The ground crumbles a little under my feet, sending pebbles tumbling into the darkness. I don't look down. I just close my eyes and feel the rain on my face, the wind pulling at my clothes like it's trying to make the decision for me.
Mama's face flashes behind my eyelids. Her broken body on the pavement. Her empty eyes.
I lean forward.
"Macy!"
The voice cuts through the storm like a whip.
I freeze, my heart lurching in my chest. I know that voice. Know the command buried in it even when he's not using his Alpha power.
Marcel.
I turn my head and see him emerging from the tree line, soaked through, his eyes blazing with fury. Not concern. Not fear for my safety.
Fury.
"What the hell do you think you're doing?" He's shouting over the wind, striding toward me like I'm a disobedient child who wandered too far from the house. "You abandoned your shift. Do you have any idea—"
"Stay back," I say.
He doesn't listen. Of course he doesn't listen.
"You're coming back to the pack house," he snarls. "Right now. I don't have time for whatever breakdown you're having. The Granite Ridge delegation is still—"
"I said stay back!"
My voice cracks on the words, raw and desperate, but he just keeps coming. Keeps closing the distance between us like my pain is an inconvenience he needs to manage.
I take a step closer to the edge.
His eyes narrow. "Macy. Don't be stupid."
"Stupid?" I laugh, and it sounds unhinged even to my own ears. "You think this is stupid? You think I'm being dramatic?"
"I think you're wasting my time." His jaw clenches. "Get away from that edge. Now."
"No."
Something flickers in his expression. Not sympathy. Calculation. Like he's weighing his options, deciding the most efficient way to handle this situation.
Then his eyes flash gold.
Alpha Command floods the air between us, so thick I can barely breathe.
"I command you to kneel," he says, his voice layered with power that makes my bones ache.
My body betrays me instantly.
My knees buckle, slamming into the muddy ground with enough force to send pain shooting up my thighs. I try to fight it, try to stand, but the Command is absolute. It drags me down and pins me there like I'm nothing more than a puppet.
Marcel stalks toward me, his face twisted with rage.
"You don't get to make this decision," he hisses. "You belong to this pack. You belong to me. And I will not have you—"

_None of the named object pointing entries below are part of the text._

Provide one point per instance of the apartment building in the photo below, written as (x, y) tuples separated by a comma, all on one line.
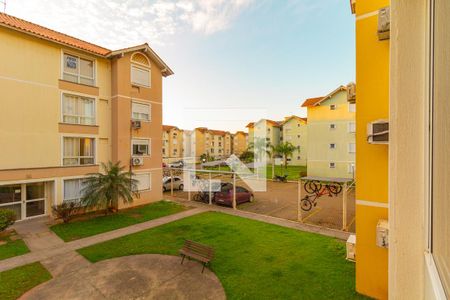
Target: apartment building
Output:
[(402, 70), (240, 142), (173, 148), (68, 105), (331, 135), (272, 131), (295, 131)]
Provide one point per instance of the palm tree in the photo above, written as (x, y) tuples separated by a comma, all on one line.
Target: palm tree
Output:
[(286, 150), (104, 190)]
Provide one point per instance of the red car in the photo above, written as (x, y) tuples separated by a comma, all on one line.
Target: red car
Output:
[(225, 196)]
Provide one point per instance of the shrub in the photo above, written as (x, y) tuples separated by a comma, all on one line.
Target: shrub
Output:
[(7, 218), (66, 210)]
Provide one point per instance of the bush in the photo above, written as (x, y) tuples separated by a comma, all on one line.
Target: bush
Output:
[(7, 218), (66, 210)]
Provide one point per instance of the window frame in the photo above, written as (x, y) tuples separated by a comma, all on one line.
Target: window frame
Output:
[(142, 68), (148, 104), (79, 136), (79, 117), (149, 147), (79, 56)]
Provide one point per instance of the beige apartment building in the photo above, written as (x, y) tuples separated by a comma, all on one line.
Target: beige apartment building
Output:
[(172, 143), (240, 142), (68, 105)]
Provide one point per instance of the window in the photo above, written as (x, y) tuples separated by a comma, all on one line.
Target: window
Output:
[(78, 70), (144, 181), (73, 189), (352, 127), (440, 155), (352, 107), (351, 148), (78, 110), (78, 151), (140, 76), (140, 147), (351, 168), (140, 111)]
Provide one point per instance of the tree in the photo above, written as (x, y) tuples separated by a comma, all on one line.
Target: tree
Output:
[(104, 190), (286, 150)]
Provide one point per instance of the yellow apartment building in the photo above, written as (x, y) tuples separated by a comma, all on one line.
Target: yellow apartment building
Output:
[(331, 135), (68, 105), (240, 142), (173, 148), (295, 131), (273, 131), (402, 71)]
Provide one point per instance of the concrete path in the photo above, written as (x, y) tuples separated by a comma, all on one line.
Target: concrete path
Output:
[(148, 276), (51, 251)]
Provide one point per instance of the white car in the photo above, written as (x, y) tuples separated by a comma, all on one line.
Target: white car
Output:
[(177, 183)]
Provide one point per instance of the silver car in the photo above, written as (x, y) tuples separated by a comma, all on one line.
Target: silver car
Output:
[(177, 183)]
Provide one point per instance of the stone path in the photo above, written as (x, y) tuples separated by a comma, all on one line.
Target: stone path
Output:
[(148, 276), (47, 248)]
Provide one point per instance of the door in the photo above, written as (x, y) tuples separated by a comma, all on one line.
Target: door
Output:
[(26, 200)]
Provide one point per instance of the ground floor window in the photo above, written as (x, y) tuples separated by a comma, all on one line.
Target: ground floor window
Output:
[(144, 181)]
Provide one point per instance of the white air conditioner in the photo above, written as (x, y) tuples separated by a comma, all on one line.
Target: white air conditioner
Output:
[(351, 92), (384, 23), (137, 161), (378, 132), (136, 124)]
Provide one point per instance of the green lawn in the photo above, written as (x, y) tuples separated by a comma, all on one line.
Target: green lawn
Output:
[(12, 248), (99, 224), (254, 260), (293, 172), (15, 282)]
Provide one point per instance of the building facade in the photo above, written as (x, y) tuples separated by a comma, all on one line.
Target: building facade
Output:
[(295, 131), (69, 106), (331, 135), (173, 148)]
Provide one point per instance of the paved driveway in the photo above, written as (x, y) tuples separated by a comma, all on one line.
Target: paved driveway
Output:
[(148, 276)]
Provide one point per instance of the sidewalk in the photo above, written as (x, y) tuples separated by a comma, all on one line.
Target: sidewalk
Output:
[(50, 250)]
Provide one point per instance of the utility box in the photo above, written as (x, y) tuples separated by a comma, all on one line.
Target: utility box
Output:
[(384, 23), (351, 247), (383, 234)]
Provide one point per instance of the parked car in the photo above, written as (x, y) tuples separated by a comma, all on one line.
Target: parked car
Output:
[(176, 164), (225, 196), (177, 183)]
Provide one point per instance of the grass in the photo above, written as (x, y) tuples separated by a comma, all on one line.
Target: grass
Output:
[(12, 247), (15, 282), (99, 224), (253, 260), (293, 172)]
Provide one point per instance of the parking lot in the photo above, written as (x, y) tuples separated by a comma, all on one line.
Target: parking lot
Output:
[(281, 200)]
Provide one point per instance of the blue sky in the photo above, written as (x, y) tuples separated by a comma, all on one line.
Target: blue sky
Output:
[(235, 61)]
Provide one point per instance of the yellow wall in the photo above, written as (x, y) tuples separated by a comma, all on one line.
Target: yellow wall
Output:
[(320, 136), (372, 94)]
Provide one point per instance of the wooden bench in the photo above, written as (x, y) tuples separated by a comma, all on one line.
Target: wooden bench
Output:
[(197, 251)]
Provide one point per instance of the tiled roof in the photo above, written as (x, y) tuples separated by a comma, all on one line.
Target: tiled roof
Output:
[(311, 101), (48, 34)]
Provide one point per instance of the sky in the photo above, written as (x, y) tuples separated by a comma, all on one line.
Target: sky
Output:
[(235, 61)]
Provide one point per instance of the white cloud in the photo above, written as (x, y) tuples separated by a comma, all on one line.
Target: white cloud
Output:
[(121, 23)]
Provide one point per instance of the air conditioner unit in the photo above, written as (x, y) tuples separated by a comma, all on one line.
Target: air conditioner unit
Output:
[(351, 92), (135, 124), (384, 23), (378, 132), (137, 161)]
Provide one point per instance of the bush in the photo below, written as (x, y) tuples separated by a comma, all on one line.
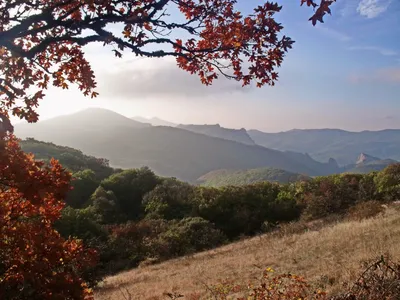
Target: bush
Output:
[(365, 210), (172, 199), (129, 188), (379, 280), (388, 182), (187, 236)]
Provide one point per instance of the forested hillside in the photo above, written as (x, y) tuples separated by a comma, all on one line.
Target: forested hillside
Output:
[(220, 178), (134, 216)]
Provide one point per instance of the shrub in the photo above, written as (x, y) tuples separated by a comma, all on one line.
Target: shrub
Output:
[(187, 236), (379, 280), (365, 210), (388, 182)]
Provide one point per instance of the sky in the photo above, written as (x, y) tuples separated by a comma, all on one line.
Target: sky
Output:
[(343, 74)]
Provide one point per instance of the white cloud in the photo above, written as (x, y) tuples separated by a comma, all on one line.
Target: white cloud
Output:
[(386, 75), (159, 78), (340, 36), (372, 8), (383, 51)]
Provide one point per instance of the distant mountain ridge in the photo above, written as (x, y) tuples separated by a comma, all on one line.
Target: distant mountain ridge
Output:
[(343, 146), (237, 135), (154, 121), (168, 151)]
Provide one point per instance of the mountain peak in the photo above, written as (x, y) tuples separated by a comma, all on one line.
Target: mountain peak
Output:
[(365, 158)]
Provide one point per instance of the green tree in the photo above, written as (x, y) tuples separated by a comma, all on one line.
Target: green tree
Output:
[(171, 199), (84, 183), (129, 188), (388, 182)]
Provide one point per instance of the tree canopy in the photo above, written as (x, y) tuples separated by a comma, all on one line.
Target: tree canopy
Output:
[(41, 42)]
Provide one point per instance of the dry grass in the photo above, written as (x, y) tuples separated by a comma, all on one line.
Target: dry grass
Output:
[(329, 256)]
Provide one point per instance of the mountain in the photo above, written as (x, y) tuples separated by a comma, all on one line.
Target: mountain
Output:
[(366, 163), (365, 159), (88, 119), (71, 159), (168, 151), (240, 136), (343, 146), (220, 178), (154, 121)]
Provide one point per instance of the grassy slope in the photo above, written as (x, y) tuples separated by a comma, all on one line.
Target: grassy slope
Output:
[(334, 251)]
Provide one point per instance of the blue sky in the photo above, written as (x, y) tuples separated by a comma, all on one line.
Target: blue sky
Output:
[(344, 73)]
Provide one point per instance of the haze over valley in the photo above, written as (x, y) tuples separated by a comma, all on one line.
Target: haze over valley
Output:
[(188, 152)]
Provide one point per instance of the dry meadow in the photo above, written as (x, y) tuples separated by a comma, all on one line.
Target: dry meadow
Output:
[(328, 256)]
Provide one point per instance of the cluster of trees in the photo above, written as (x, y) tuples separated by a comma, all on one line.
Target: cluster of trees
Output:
[(242, 177), (134, 217)]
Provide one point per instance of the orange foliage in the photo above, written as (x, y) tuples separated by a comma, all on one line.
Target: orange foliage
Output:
[(35, 261), (41, 42)]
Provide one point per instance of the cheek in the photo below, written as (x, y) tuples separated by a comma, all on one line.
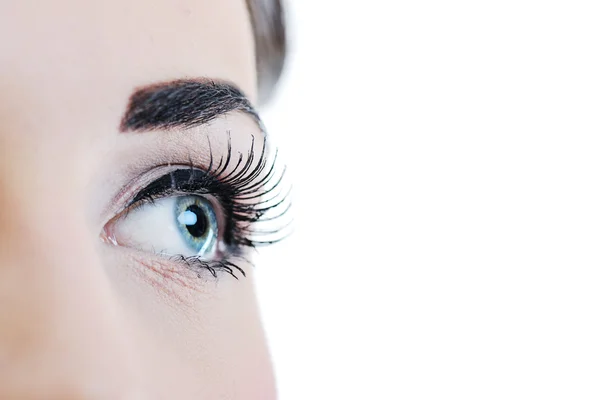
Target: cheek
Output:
[(204, 336)]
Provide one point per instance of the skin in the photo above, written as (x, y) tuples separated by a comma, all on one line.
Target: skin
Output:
[(81, 318)]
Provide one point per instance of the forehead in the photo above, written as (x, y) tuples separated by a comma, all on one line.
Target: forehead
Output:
[(80, 60)]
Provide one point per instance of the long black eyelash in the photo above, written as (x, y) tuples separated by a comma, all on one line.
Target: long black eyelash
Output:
[(251, 193)]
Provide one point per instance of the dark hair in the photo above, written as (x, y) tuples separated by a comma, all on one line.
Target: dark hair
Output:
[(268, 23)]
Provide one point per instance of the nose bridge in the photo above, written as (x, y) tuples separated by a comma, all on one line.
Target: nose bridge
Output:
[(59, 324)]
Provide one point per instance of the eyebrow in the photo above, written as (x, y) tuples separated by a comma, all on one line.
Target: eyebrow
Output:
[(183, 104)]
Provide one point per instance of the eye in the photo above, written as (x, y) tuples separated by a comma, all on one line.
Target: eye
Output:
[(178, 225)]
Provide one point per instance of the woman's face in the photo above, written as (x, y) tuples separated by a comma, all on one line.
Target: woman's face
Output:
[(110, 231)]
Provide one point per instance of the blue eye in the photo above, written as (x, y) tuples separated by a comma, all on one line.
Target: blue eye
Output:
[(178, 225), (197, 223)]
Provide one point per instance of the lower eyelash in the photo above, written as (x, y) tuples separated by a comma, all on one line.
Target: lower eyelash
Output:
[(197, 264), (246, 195)]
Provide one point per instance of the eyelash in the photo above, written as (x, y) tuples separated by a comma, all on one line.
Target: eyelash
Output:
[(249, 194)]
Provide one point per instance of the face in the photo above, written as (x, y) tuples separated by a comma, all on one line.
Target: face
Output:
[(134, 179)]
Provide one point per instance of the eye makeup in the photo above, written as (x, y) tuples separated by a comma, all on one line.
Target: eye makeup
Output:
[(249, 195)]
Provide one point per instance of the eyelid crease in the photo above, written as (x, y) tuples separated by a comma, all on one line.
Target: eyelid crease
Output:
[(240, 189)]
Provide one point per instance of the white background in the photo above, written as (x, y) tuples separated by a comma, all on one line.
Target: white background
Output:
[(446, 162)]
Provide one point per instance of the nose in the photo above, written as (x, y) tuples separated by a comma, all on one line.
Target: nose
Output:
[(61, 335)]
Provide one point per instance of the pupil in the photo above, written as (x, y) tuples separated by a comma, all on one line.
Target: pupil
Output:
[(197, 229)]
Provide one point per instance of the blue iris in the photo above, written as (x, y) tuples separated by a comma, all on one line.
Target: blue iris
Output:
[(197, 223)]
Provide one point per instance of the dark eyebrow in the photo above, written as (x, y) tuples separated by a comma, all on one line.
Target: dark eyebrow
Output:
[(183, 104)]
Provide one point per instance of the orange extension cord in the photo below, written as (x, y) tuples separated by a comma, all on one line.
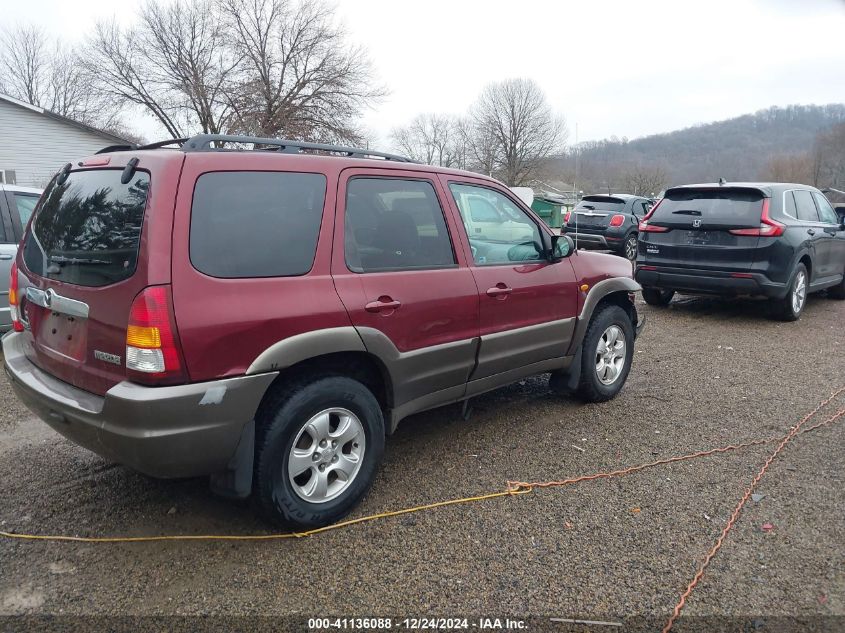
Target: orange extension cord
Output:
[(513, 488)]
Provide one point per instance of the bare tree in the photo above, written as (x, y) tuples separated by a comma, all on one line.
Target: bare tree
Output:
[(827, 158), (301, 78), (642, 180), (525, 130), (175, 64), (430, 138)]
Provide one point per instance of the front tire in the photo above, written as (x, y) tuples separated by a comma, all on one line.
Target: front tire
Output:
[(318, 447), (658, 297), (607, 353), (790, 307)]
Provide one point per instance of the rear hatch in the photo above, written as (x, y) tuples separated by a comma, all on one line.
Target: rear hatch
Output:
[(593, 213), (697, 228), (82, 265)]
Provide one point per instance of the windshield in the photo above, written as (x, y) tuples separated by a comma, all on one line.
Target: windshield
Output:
[(87, 230)]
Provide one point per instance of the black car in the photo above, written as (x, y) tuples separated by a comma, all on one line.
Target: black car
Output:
[(775, 240), (607, 222)]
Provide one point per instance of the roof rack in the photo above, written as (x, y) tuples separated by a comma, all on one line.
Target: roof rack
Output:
[(203, 142), (133, 147)]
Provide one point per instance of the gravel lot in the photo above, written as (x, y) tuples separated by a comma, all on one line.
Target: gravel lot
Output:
[(706, 373)]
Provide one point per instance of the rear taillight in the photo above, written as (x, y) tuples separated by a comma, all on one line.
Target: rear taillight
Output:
[(767, 228), (14, 301), (153, 355), (645, 227)]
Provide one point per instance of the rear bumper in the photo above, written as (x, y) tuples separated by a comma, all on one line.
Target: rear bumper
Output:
[(180, 431), (710, 282), (608, 239)]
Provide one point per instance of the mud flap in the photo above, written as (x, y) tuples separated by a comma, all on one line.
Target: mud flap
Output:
[(236, 481), (566, 380)]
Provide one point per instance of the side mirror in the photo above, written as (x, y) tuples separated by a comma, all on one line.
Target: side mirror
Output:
[(562, 246)]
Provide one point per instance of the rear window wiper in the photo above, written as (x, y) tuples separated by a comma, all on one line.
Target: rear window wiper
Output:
[(61, 259)]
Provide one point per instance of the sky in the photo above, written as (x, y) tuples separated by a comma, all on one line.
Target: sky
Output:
[(610, 67)]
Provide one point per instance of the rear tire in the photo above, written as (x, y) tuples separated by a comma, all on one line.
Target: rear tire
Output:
[(657, 297), (291, 431), (790, 307), (607, 353)]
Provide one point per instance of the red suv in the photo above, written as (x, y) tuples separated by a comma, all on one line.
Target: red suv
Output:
[(265, 316)]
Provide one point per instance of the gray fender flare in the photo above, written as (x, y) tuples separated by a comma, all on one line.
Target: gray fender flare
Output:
[(594, 296), (300, 347)]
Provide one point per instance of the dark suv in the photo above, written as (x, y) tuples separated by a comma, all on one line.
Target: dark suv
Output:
[(265, 316), (775, 240), (607, 222)]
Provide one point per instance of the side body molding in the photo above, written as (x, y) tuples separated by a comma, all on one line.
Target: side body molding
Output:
[(300, 347), (594, 296)]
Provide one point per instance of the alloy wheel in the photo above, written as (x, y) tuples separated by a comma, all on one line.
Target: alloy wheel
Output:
[(326, 455), (610, 355)]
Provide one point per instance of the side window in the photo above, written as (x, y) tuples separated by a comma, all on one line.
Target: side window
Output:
[(256, 224), (512, 237), (25, 205), (789, 205), (806, 207), (826, 212), (394, 224)]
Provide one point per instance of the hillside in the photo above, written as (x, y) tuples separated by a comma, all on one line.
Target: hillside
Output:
[(736, 149)]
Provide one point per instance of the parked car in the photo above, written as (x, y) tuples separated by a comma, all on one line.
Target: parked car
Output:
[(774, 240), (266, 317), (607, 222), (16, 205)]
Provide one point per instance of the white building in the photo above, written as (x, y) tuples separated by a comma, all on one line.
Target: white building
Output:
[(35, 143)]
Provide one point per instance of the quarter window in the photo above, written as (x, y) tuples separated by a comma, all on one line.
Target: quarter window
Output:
[(256, 224), (394, 224), (826, 212), (806, 208), (503, 236)]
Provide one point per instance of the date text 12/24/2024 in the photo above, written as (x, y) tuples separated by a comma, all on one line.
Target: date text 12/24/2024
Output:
[(416, 624)]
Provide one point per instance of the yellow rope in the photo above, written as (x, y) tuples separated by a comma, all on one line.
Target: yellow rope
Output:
[(256, 537), (513, 488)]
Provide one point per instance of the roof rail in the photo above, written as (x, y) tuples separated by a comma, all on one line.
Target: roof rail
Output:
[(203, 142), (132, 147)]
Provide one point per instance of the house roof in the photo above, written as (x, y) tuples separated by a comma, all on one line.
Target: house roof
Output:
[(58, 117)]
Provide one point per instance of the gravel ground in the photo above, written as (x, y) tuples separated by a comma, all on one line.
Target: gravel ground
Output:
[(706, 373)]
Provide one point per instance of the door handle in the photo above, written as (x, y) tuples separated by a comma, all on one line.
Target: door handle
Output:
[(385, 305), (500, 291)]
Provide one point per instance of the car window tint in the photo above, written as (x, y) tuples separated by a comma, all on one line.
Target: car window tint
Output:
[(25, 204), (256, 224), (789, 205), (394, 224), (806, 207), (511, 237), (826, 212)]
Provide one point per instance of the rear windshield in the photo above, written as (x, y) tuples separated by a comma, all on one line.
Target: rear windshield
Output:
[(87, 230), (601, 202), (720, 207)]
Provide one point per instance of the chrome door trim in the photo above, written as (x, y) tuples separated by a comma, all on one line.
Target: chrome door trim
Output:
[(52, 300)]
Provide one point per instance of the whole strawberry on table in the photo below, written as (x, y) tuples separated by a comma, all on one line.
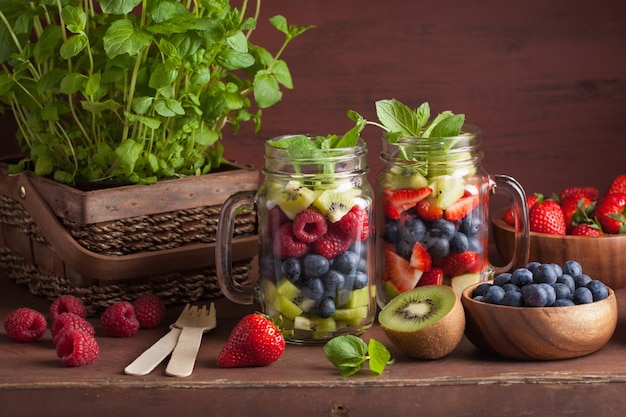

He doesn't finish the sentence.
Because something massive slams into him from the side, sending him crashing into the mud with a force that shakes the ground.
I gasp as the Alpha Command shatters, releasing me from its hold.
Marcel scrambles to his feet, snarling, his claws extending. But before he can lunge, a new pressure descends over the clearing—something ancient and crushing and so powerful it makes Marcel's Alpha aura feel like a candle next to the sun.
Lycan Aura.
Marcel's eyes go wide. Then his knees give out and he slams face-first into the dirt, gasping for air like a fish out of water.
I look up.
And there, standing in the rain with his eyes glowing silver and his presence radiating enough power to make the air vibrate, is Fletcher Gibson.